Jimmy Hedges
Rising Fawn Folk Art Gallery

Rising Fawn Folk Art Presents
Purvis Young

Purvis Young photo

 See His Works 


Purvis Young was born February 2, 1943, in Miami, and has spent his entire life in the city's black ghetto, Overtown. He drew and painted as a child, and began painting again while in prison to help pass the time.

Purvis was first recognized as an artist in the early 1970s when the media was attracted to a row of murals he painted on abandoned buildings in "Good Bread Alley". His works demanded that passerbys take notice, and he discovered he could express himself through his art and be heard.

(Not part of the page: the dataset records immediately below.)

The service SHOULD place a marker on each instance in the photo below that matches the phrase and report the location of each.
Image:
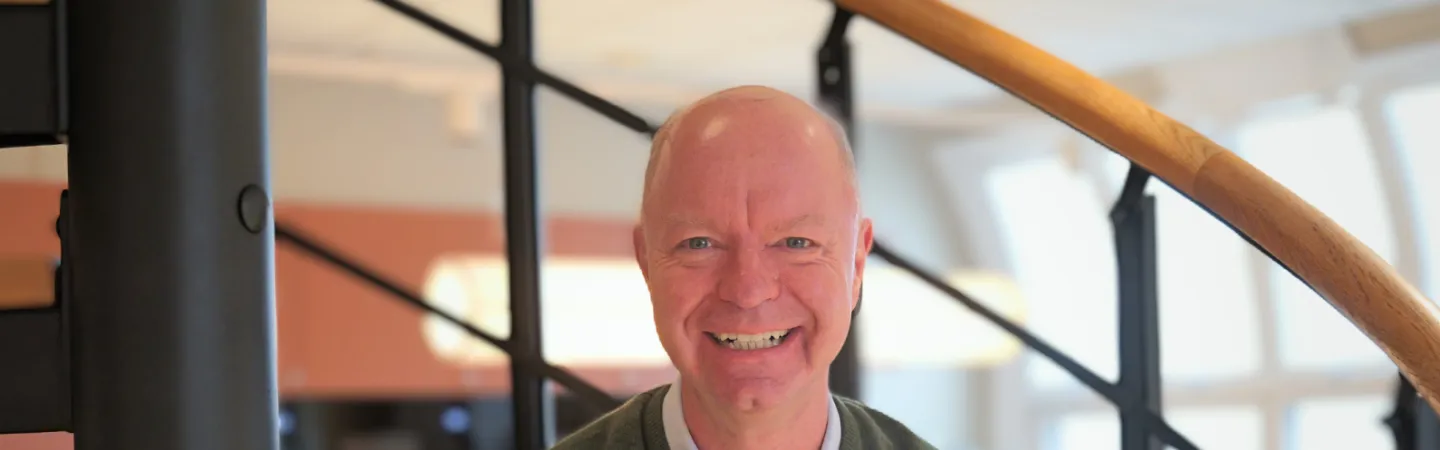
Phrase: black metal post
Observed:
(172, 247)
(1139, 385)
(1427, 426)
(533, 404)
(837, 94)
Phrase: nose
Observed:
(748, 280)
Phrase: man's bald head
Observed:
(709, 114)
(753, 247)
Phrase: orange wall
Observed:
(337, 336)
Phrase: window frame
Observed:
(1275, 390)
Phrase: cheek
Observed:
(677, 293)
(824, 292)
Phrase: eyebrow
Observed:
(804, 219)
(678, 219)
(673, 219)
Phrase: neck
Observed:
(714, 426)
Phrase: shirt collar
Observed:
(678, 434)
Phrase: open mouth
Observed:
(750, 342)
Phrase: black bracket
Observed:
(1139, 385)
(32, 84)
(35, 345)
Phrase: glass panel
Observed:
(1344, 423)
(1322, 156)
(1204, 286)
(1059, 243)
(1237, 427)
(1085, 431)
(1413, 116)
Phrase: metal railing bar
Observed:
(1079, 371)
(526, 68)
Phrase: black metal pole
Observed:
(1139, 385)
(837, 94)
(172, 247)
(533, 404)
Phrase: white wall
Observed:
(903, 193)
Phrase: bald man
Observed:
(753, 244)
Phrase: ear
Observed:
(641, 256)
(864, 240)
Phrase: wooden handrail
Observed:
(26, 283)
(1338, 266)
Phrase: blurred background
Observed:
(386, 143)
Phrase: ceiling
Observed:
(704, 45)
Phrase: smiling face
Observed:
(753, 247)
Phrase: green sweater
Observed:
(638, 424)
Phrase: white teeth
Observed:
(752, 342)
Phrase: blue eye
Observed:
(697, 243)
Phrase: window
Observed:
(1204, 286)
(1207, 427)
(1411, 116)
(1322, 156)
(1252, 358)
(1339, 424)
(1062, 247)
(1062, 253)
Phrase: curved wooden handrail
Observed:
(26, 283)
(1338, 266)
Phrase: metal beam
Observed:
(1139, 385)
(533, 403)
(170, 241)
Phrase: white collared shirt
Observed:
(678, 434)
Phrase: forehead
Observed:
(750, 160)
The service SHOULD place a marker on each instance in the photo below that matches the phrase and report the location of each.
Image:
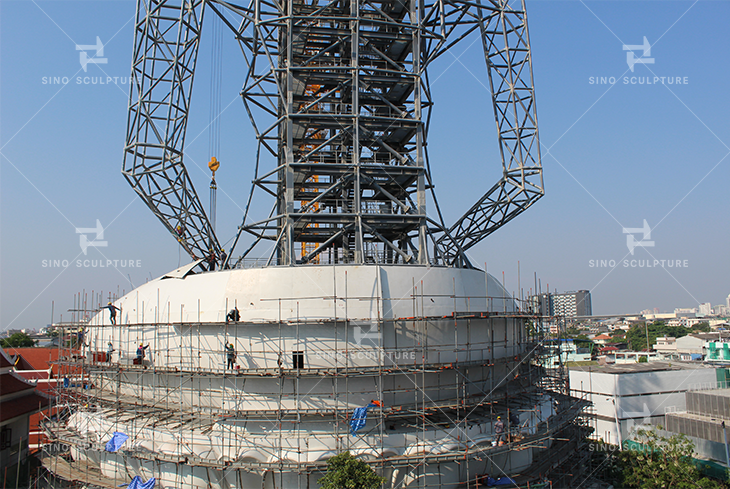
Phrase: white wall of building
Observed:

Young produces public and private works, finding both subject matter and materials in the streets of Overtown. For his compositions, he gathers materials from construction sites -- plywood, nails, glass and wood. He also uses old books, waste paper, scraps of cardboard, wood and Masonite board, broken doors and mirrors as canvas for his paintings, leaving them the way he finds them. These recycled materials, supported by homemade frames, become personal connections to the humanity Young paints. They serve to underscore his concern for his community, its economic reality, and humankind in general. His paintings are unique and somewhat abstract in that each brushstroke seems to reduce life's complexities to the barest essentials.

Young's work has been displayed in museums and galleries in Florida, Louisiana, New York, Philadelphia, Chicago, and as far away as Paris and Cologne. He has received a National Endowment for the Arts fellowship. In May of 1998 he was one of three living artists that were honored in the exhibition entitled "Self-Taught Artists of the 20th Century."

Says Purvis Young, "Sometimes I say, if they can't read it, well...... But the message is: in all the poverty, the crime, the pushin' drugs, there is love. There is help. There is change."